The Hurt Lockers presents three radical forms of the soldier. Eldridge represents the skittish soldier who fears death above all else, where every day could be his last. Sanborn is the by the books man who views his duty as just another day on the job. James is the one addicted to the “rush of battle” and views war as a drug. He can’t escape the thrill of it. Each performance is heavy and the relationship between the three main characters is never firing on all cylinders. Very rarely do they all click and work hand-in-hand, when they do they are alarmingly efficient. The most complexity lies in James, who cares more about the corpse of a boy who is currently having his guts ripped out and having them replaced with explosives over his own child back on American shores. Rarely does he talk about his wife, only when he is probed and had a little to drink. He struts towards bombs with his chin and helmet held high, loving every step he takes towards possible death. When he finds a bomb that could wipe out a large area, he rips off his bomb suit and goes about disarming the bomb comfortably. If it blows up, the suit won’t save him. But you have to wonder if he would really care if it did blow up. James also symbolically serves as the bottle that Eldridge and Sanborn are dropped into. When a rush shakes up James, the worst and the weakest points emerge from Sanborn and Eldrige
There is never a down moment in The Hurt Locker, one that doesn’t enthrall and hold your eyes to the screen. From the directing all the way to the script, the film is absolutely perfect, an atypical accomplishment for any film that makes its way out of Hollywood.

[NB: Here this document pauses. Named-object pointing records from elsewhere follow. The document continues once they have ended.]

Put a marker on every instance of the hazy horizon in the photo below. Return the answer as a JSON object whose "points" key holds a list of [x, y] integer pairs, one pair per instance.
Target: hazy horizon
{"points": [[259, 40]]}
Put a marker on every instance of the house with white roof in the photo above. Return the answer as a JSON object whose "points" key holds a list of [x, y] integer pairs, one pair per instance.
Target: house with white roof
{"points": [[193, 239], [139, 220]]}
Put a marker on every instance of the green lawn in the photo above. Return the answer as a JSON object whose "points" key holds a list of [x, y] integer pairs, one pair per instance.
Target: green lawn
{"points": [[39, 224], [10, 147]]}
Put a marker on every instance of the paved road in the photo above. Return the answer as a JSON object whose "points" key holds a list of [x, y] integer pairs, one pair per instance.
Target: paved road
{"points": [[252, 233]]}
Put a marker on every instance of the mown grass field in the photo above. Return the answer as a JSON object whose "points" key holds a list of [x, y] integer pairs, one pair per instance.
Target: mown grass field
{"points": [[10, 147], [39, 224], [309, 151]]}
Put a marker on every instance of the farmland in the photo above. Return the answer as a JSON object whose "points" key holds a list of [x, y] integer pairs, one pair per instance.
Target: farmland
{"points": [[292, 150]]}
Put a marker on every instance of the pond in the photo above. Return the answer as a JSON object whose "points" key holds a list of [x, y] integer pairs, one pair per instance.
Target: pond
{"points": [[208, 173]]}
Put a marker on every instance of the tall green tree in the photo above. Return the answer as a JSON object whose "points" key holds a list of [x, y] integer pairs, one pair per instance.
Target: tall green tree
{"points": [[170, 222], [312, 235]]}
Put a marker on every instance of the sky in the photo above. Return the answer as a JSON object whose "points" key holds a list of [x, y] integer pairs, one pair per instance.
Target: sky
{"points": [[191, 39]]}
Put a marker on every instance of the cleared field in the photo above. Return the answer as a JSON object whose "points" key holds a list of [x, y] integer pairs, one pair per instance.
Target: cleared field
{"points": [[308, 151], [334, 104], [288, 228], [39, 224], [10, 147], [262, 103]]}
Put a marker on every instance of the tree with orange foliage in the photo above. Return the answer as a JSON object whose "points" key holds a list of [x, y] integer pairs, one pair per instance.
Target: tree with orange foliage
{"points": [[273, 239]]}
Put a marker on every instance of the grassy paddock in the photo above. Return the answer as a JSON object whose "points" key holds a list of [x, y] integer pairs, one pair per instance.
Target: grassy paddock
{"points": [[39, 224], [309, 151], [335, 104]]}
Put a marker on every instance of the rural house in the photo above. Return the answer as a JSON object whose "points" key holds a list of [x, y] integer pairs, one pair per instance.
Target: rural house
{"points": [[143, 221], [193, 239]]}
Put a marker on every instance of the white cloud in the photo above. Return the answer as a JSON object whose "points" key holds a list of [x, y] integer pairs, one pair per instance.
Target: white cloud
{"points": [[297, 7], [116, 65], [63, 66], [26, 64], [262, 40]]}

The film opened the eyes of mainstream audiences to the talents of Jeremy Renner, who is finally becoming a household name. I firmly believe that The Hurt Locker is an instant classic, a film that will join the ranks of classics like Apocalypse Now and Platoon. In fact, the movie stills impacts me every time I see it, leaving a crater in stomach. It is a film I will never forget seeing in theaters for the first time and walking out of absolutely silent, verbally paralyzed by the sheer intensity of it. If you have never seen The Hurt Locker before, it may be wise to experience it with someone who already did just so they can have 911 ready. Why? Because you may pass out from holding your breath.
The Hurt Locker is now available on Blu-ray and DVD.